I am trying to add data to an rtree virtual table in sqlite but it changes the number from the 6th decimal place. I am saving a 7 decimal place number in the x values and it is not committing the exact number I tell it to.
RTREE was originally envisioned as an index, not as the primary data store.The idea is that if you have high-precision location information, you canstore that separately, either in a separate table or inAuxiliary Columns of theRTREE. The RTREE helps you to narrow down your search for records to asmall subset of the total table, but you might still need to check all the values in the results of an RTREE query to ensure that each row reallydoes meet your constraints.
DOWNLOAD ✒ https://t.co/yNRvmnWzXt
RTREE is designed such that the precision limitations of 32-bit floatsmight cause extra rows to appear in the result, if those rows are righton the edge, but rounding errors willnever exclude rows that ought to be in the result.
I doubt this is an SQLite problem, but from a whole lot of experience doing this sort of thing (one of our major systems do human and vehicle tracking), I can tell you that most GPS systems are not that accurate (7th decimal defines a negligible earth distance near the equator, if I recall correctly
I think a normal 32-bit Float (also called "Single") is only accurate to about 7/8 digits, and this translates badly to LAT/LON storage due to the degree range - that's 7 decimals for a value < 10, 6 decimals for a value < 100 and only 5 decimals accurate above 100. I'm quoting from memory so forgive me if one of these statements are not exact.

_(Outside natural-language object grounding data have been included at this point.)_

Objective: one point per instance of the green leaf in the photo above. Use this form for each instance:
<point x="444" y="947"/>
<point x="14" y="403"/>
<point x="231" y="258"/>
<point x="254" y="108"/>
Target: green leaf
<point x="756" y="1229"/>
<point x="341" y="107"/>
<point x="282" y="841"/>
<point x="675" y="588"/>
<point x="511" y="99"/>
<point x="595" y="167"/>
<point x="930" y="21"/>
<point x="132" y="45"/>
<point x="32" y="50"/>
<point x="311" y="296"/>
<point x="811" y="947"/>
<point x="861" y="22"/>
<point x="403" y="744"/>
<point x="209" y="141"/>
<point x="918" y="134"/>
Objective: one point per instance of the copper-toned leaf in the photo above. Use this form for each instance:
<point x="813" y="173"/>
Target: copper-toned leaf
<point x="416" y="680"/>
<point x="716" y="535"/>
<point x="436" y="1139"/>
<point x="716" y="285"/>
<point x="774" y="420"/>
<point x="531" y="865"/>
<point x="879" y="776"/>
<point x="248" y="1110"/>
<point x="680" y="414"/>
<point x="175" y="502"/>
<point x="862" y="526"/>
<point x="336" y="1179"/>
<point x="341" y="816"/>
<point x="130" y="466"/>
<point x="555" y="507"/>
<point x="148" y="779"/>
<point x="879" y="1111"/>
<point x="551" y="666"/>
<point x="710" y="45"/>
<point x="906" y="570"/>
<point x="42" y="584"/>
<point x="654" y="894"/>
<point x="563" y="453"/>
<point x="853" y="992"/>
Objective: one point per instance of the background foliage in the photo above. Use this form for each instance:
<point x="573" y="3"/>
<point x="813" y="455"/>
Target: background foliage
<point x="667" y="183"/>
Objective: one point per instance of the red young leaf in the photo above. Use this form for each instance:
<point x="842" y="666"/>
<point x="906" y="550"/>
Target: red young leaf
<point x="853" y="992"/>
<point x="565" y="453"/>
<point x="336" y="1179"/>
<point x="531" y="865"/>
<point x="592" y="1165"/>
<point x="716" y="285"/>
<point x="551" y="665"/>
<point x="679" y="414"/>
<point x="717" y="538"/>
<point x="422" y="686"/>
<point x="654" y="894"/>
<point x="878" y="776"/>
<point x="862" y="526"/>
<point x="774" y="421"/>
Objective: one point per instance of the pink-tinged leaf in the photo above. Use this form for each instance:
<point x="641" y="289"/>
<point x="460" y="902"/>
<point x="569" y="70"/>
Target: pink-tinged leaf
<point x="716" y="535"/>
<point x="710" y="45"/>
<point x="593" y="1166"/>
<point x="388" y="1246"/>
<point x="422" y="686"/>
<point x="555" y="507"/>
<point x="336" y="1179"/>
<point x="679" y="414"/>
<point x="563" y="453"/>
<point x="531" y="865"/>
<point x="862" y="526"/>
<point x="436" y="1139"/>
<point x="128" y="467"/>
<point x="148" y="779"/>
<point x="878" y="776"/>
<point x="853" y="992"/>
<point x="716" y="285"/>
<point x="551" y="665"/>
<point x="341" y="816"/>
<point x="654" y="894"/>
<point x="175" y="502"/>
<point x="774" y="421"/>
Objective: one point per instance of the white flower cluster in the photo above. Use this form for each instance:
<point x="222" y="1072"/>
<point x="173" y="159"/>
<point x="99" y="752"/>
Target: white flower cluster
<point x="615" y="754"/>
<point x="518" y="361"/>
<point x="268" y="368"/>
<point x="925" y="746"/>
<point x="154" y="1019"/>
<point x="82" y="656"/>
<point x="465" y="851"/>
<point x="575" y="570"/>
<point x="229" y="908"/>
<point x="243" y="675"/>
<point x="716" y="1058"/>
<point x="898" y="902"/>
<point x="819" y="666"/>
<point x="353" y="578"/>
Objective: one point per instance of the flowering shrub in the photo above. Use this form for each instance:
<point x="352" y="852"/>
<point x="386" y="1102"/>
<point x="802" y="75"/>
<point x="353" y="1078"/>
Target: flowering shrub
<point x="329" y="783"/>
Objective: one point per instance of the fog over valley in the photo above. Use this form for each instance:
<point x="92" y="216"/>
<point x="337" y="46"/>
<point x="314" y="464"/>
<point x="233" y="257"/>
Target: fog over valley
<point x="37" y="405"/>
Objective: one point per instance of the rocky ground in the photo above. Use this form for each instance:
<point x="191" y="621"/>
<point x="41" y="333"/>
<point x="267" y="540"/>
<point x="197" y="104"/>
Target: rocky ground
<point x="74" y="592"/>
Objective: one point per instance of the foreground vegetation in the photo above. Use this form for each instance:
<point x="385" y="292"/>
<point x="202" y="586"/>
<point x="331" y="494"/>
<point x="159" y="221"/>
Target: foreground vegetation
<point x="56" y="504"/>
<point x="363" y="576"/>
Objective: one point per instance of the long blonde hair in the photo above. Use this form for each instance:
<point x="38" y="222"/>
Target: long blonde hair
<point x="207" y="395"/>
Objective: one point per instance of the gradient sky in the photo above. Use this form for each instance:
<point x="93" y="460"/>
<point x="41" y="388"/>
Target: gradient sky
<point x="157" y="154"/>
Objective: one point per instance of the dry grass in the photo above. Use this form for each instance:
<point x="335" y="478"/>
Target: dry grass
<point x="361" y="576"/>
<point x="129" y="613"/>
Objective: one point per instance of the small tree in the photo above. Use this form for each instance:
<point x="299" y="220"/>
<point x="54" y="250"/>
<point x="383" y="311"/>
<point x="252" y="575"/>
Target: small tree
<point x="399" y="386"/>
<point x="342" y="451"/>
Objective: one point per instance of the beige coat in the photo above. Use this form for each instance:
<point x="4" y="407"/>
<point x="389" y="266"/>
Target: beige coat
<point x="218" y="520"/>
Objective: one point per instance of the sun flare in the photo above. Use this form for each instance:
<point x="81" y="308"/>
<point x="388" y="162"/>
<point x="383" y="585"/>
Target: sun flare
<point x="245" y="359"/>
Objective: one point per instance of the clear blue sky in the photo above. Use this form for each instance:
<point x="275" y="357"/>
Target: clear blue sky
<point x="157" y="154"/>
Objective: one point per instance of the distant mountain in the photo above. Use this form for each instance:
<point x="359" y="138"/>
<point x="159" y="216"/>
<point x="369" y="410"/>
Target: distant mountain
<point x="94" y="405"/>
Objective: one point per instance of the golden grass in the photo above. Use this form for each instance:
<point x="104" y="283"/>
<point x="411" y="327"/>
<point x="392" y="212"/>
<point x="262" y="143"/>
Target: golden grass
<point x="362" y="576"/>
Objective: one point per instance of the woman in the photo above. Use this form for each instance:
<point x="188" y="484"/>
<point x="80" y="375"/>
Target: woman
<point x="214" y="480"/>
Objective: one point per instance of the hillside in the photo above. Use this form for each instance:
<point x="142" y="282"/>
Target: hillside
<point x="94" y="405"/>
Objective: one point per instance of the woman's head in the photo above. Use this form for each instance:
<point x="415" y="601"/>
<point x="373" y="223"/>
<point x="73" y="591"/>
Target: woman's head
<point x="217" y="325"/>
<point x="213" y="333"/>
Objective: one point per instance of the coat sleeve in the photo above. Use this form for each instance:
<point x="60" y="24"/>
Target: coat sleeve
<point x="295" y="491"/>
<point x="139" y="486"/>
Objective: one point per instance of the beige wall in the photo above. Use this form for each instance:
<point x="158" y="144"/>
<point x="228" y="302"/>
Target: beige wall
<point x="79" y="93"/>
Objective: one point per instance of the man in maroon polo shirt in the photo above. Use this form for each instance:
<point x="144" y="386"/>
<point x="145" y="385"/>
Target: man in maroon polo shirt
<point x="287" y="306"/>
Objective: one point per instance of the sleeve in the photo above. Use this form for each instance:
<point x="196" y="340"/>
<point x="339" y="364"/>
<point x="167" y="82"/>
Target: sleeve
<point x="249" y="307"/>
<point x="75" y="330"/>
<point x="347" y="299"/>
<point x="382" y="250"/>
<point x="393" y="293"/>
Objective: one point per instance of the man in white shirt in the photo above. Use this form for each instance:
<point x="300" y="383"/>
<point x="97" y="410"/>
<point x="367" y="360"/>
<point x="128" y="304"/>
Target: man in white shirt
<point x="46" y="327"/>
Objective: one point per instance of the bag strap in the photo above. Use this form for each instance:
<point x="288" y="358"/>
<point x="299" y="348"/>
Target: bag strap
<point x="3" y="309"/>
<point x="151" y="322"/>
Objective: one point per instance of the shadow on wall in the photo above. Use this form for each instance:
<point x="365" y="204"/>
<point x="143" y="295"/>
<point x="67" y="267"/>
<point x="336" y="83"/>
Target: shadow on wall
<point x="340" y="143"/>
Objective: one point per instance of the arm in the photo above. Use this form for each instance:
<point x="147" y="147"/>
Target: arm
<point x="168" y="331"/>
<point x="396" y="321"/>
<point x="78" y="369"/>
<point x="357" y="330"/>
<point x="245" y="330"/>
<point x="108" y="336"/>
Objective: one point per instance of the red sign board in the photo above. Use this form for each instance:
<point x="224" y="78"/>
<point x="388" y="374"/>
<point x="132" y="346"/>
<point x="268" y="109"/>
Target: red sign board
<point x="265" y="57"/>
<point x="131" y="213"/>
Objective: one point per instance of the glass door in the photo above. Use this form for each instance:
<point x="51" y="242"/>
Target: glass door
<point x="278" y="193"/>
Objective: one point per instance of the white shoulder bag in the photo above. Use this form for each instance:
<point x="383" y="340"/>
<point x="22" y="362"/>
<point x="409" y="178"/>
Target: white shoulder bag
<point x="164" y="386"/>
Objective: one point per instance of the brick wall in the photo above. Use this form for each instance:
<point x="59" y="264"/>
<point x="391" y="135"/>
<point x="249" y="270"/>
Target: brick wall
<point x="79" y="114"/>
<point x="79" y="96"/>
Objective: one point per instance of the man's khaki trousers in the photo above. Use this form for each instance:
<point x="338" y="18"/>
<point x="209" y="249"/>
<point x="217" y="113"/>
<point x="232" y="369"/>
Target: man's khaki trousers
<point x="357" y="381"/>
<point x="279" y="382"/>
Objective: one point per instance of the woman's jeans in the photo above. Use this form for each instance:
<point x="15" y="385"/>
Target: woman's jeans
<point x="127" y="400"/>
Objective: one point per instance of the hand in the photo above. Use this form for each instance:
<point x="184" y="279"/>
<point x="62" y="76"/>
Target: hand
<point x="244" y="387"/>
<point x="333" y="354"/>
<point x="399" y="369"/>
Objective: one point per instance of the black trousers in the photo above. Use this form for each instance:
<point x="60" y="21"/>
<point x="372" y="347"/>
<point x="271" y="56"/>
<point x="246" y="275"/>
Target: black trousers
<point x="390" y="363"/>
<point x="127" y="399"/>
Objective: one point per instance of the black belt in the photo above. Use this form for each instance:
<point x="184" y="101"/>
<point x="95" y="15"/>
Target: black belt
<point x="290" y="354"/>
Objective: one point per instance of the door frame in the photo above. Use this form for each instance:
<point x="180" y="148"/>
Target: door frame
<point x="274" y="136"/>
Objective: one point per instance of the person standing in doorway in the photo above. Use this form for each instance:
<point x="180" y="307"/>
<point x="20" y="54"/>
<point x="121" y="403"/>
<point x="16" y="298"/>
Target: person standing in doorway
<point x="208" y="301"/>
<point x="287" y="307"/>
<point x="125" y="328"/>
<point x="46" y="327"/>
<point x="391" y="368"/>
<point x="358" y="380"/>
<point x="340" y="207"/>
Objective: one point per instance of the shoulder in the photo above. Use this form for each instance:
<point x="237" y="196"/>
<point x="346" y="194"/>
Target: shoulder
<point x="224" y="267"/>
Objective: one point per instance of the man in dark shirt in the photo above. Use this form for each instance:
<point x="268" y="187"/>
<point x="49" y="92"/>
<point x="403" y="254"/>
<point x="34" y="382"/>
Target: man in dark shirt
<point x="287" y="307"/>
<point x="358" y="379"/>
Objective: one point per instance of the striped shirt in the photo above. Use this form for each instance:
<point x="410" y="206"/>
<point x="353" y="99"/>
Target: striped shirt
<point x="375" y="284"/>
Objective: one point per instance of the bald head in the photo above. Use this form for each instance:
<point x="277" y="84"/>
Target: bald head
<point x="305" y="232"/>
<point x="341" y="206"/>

Latitude only goes from -90 to 90 (though anything over +/-87.5 becomes nonsense on the Google Mercator) so it's always 6 decimals+ accurate, Longitude is accurate as long as you are close to Greenwhich, but over 100deg or before -100 it gets only 5 decimals of accuracy, etc. 64-bit Floats give about 16 digits precision I think, which obliterates the problem, and as far as I know SQLite will store floats as 64bit whenever needed, so this sounds to me like a 32-bit Float problem on the reading side - what API are you using to read the values, and what size float do you store the value in within your application? Are any of these done in a 32bit Float variable?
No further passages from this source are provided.